The measured vessel luminal diameters obtained by 3D QCA revealed a higher correlation to those values obtained by IVUS QCA than to those values obtained by 2D QCA. However, measured vessel luminal diameters obtained by both 2D and 3D QCA were less than that by IVUS QCA. This result implies that the vessel luminal diameter measured by 2D QCA and 3D QCA can underestimate the real vessel lumen diameter. There was a tendency of larger luminal diameter at reference vessel by IVUS than by 2D QCA [14]. These findings suggested 3D QCA can be used to solve the problems caused by foreshortening, however major limitation of 3D system caused by luminology itself is unsolved problem in vessel diameter measurement.

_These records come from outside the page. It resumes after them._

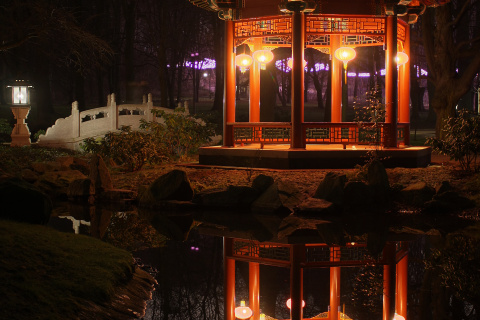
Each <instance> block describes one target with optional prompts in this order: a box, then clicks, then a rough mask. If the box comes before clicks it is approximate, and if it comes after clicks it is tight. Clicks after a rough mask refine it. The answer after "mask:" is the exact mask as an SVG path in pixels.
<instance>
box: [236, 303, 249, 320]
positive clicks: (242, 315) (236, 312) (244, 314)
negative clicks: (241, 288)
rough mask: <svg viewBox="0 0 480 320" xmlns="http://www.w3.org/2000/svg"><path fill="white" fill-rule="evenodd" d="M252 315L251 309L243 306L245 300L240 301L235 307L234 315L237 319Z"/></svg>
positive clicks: (240, 318)
mask: <svg viewBox="0 0 480 320" xmlns="http://www.w3.org/2000/svg"><path fill="white" fill-rule="evenodd" d="M252 315H253V312H252V309H250V308H249V307H246V306H245V301H240V307H236V308H235V317H236V318H237V319H249V318H250V317H251V316H252Z"/></svg>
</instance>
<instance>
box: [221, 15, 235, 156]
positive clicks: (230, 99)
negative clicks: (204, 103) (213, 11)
mask: <svg viewBox="0 0 480 320" xmlns="http://www.w3.org/2000/svg"><path fill="white" fill-rule="evenodd" d="M234 28H235V23H234V22H233V21H231V20H226V21H225V87H224V93H225V94H224V97H223V99H224V100H223V146H224V147H233V145H234V141H233V129H232V127H230V126H227V123H228V122H235V68H236V67H235V52H234V40H233V34H234V31H235V30H234Z"/></svg>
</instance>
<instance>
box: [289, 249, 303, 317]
mask: <svg viewBox="0 0 480 320" xmlns="http://www.w3.org/2000/svg"><path fill="white" fill-rule="evenodd" d="M304 261H305V245H302V244H292V245H291V247H290V262H291V266H290V297H291V299H292V305H291V309H290V319H292V320H302V319H303V308H302V301H303V269H302V266H301V265H302V263H303V262H304Z"/></svg>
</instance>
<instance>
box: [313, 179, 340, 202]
mask: <svg viewBox="0 0 480 320" xmlns="http://www.w3.org/2000/svg"><path fill="white" fill-rule="evenodd" d="M346 182H347V176H345V175H343V174H342V175H338V174H337V173H335V172H328V173H327V174H326V175H325V178H324V179H323V180H322V182H320V184H319V186H318V188H317V190H316V191H315V194H314V196H313V197H314V198H317V199H325V200H327V201H330V202H333V203H335V204H342V203H343V196H344V193H343V188H344V187H345V183H346Z"/></svg>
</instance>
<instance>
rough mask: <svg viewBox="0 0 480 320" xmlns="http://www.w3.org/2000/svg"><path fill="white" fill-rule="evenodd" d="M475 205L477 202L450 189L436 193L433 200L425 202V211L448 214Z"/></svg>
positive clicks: (473, 206)
mask: <svg viewBox="0 0 480 320" xmlns="http://www.w3.org/2000/svg"><path fill="white" fill-rule="evenodd" d="M474 206H475V202H474V201H473V200H470V199H468V198H466V197H463V196H461V195H460V194H458V193H457V192H455V191H453V190H450V191H445V192H443V193H440V194H436V195H435V196H434V197H433V199H432V200H430V201H427V202H426V203H425V206H424V210H423V211H424V212H426V213H429V214H447V213H451V212H457V211H460V210H465V209H469V208H473V207H474Z"/></svg>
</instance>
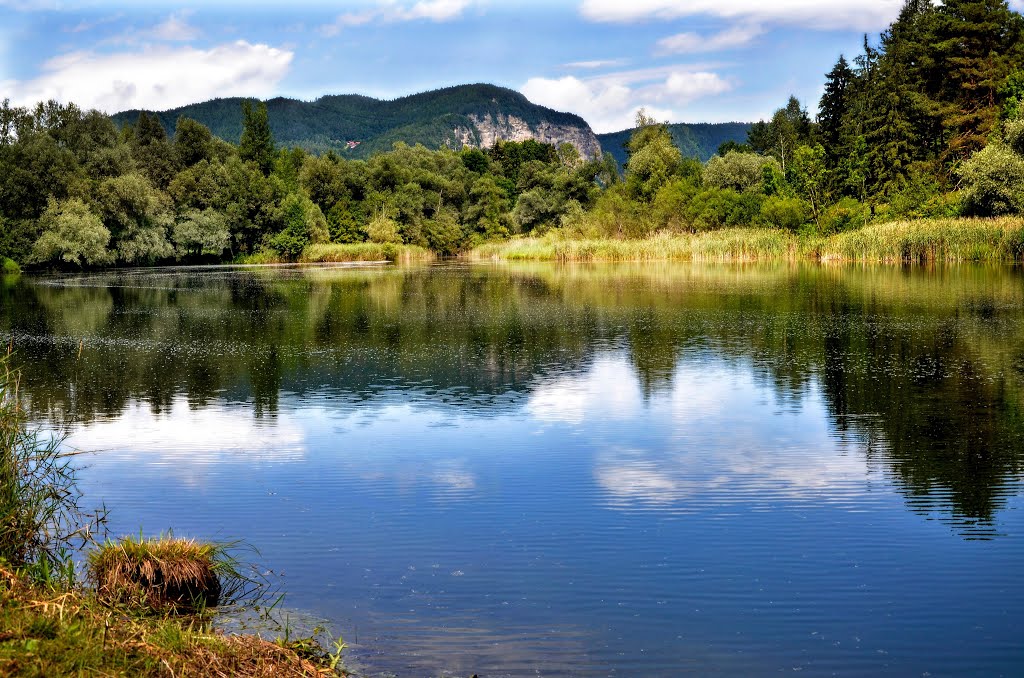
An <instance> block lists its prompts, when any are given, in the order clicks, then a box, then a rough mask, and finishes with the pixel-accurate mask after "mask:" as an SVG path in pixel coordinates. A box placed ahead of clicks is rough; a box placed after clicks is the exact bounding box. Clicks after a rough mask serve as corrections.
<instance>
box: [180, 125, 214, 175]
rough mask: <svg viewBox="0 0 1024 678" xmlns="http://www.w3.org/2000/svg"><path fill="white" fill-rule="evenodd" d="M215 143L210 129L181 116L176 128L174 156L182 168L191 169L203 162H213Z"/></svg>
mask: <svg viewBox="0 0 1024 678" xmlns="http://www.w3.org/2000/svg"><path fill="white" fill-rule="evenodd" d="M213 154H214V143H213V134H212V133H211V132H210V128H209V127H207V126H206V125H204V124H203V123H200V122H197V121H195V120H193V119H191V118H185V117H184V116H181V117H180V118H178V122H177V124H176V126H175V128H174V155H175V156H176V157H177V159H178V164H179V165H180V166H181V167H191V166H193V165H196V164H198V163H200V162H201V161H204V160H205V161H207V162H210V161H212V160H213Z"/></svg>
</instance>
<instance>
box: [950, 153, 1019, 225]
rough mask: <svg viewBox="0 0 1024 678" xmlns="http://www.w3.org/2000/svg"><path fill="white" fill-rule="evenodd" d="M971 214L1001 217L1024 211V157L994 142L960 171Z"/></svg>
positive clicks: (961, 168)
mask: <svg viewBox="0 0 1024 678" xmlns="http://www.w3.org/2000/svg"><path fill="white" fill-rule="evenodd" d="M959 175H961V178H962V179H963V181H964V184H965V190H964V194H965V203H966V206H967V210H968V212H969V213H970V214H975V215H979V216H999V215H1004V214H1019V213H1020V212H1021V211H1022V210H1024V156H1021V155H1020V154H1018V153H1016V152H1015V151H1014V150H1013V149H1011V147H1009V146H1007V145H1004V144H1000V143H993V144H992V145H989V146H987V147H985V149H982V150H981V151H979V152H978V153H976V154H975V155H974V156H973V157H972V158H971V159H970V160H968V161H967V162H966V163H964V165H963V166H962V167H961V169H959Z"/></svg>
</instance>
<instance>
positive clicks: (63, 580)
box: [0, 352, 105, 583]
mask: <svg viewBox="0 0 1024 678" xmlns="http://www.w3.org/2000/svg"><path fill="white" fill-rule="evenodd" d="M9 364H10V353H9V352H8V354H7V355H4V356H2V357H0V562H6V563H8V564H9V565H10V566H12V567H14V568H17V569H22V570H24V571H28V573H29V574H31V576H33V577H35V578H37V579H39V580H42V581H46V582H50V583H57V582H66V583H71V582H72V581H73V580H74V575H75V569H74V564H73V562H72V553H73V552H74V551H76V550H78V549H80V548H82V547H83V546H84V545H85V544H87V543H90V542H91V541H92V536H93V534H94V532H95V531H96V529H98V528H99V527H100V526H101V525H102V522H103V520H104V518H105V514H104V512H102V511H98V512H95V513H87V512H86V511H84V510H83V509H82V508H81V506H80V500H81V493H80V492H79V490H78V485H77V476H76V471H75V468H74V467H73V466H72V463H71V458H70V457H68V456H67V455H65V454H62V453H61V452H60V449H59V446H60V440H61V439H60V437H59V436H55V435H50V436H44V435H43V434H41V432H40V431H38V430H35V429H33V428H31V427H30V426H29V414H28V412H27V410H26V407H25V402H24V400H23V398H22V397H20V394H19V389H18V386H19V383H20V376H19V373H18V372H17V371H15V370H11V369H10V365H9Z"/></svg>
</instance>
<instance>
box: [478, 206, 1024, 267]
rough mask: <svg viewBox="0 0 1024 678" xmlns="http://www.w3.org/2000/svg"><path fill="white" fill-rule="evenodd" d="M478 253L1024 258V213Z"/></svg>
mask: <svg viewBox="0 0 1024 678" xmlns="http://www.w3.org/2000/svg"><path fill="white" fill-rule="evenodd" d="M470 256H471V257H472V258H477V259H505V260H510V261H512V260H540V261H672V260H684V261H756V260H796V259H811V260H818V261H830V260H835V261H857V262H865V263H879V262H881V263H920V262H947V263H958V262H965V261H1020V260H1022V259H1024V219H1021V218H1020V217H1002V218H996V219H968V218H945V219H916V220H912V221H896V222H891V223H882V224H873V225H869V226H864V227H861V228H857V229H854V230H847V231H844V232H839V234H835V235H831V236H819V235H814V234H801V235H798V234H794V232H792V231H788V230H784V229H780V228H722V229H719V230H705V231H699V232H685V231H684V232H676V231H658V232H655V234H653V235H651V236H647V237H645V238H637V239H626V238H623V239H615V238H579V237H578V238H573V237H572V236H569V235H566V234H562V232H559V231H551V232H549V234H548V235H547V236H545V237H543V238H517V239H513V240H510V241H505V242H496V243H487V244H485V245H482V246H480V247H478V248H476V249H474V250H473V251H472V252H471V253H470Z"/></svg>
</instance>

The results of this study have several clinical implications, and particularly from the point of view of interventional procedures. Determining the lesion length is very important for stent deployment [15, 16]. It has been reported that when the length was determined by 2D QCA, the selected stent did not cover the entire lesion [17]. In such cases, in-stent restenosis can occur especially at the diseased edge site. Thus, accurate determination of the lesion length is essential to perform interventional procedures properly. However, 3D QCA permits an accurate 3D geometric analysis of the coronary arteries and it is superior to 2D QCA with respect to evaluating a lesion’s length. Furthermore, rotational angiography uses a standardized protocol for acquisition and the technique provides an objective and less operator-dependent set of images on which to base clinical decision making. Besides, rotational coronary angiography has the potential to improve patient safety by markedly reducing the amount of radiographic contrast and radiation exposure [18].

Limitation

A relatively small number of subjects were included in this study. So the comparisons were performed using 45 segments of interest. Therefore more then one segment per vessel was selected in some cases. We could not determine the real vessel length and lumen diameter of measurement, so the comparisons were done using the vessel length and lumen diameter measurements obtained via IVUS. IVUS QCA provides more accurate information as compared to 2D QCA but IVUS cannot provide real vessel dimensions. The vessel angulation and tortuosity could influence the results of length measurements. The vessel length measurement by IVUS can slightly underestimate the real vessel length because the IVUS catheter’s path is straighter than the real curve of a blood vessel, especially for tortuous vessels. This is of minor influence on the IVUS QCA. The heavy calcification of vessel could overestimate vessel diameter by angiographic QCA, since we included noncalcified segments. The clinical applicability of that advantage of 3D compared to 2D QCA to measure segment length and determine the stent length may be limited because 3D QCA takes time and usually visual assessment is predominant in non complex lesion intervention in real world practice. The additive value of IVUS to determine vessel diameter was well validated and advantage also proved but this modality can not applicable in all patients because time and cost.

Conclusion

The use of 3D QCA of the coronary arteries during coronary intervention appears to be an attractive option for generating optimized view maps that can help minimize the foreshortening of the region of interest during the intervention. However, 2D and 3D QCA methods underestimated the vessel lumen diameter when compared with IVUS QCA. This study supports the accuracy of vessel length measurement and clinical applicability of the 3D QCA system.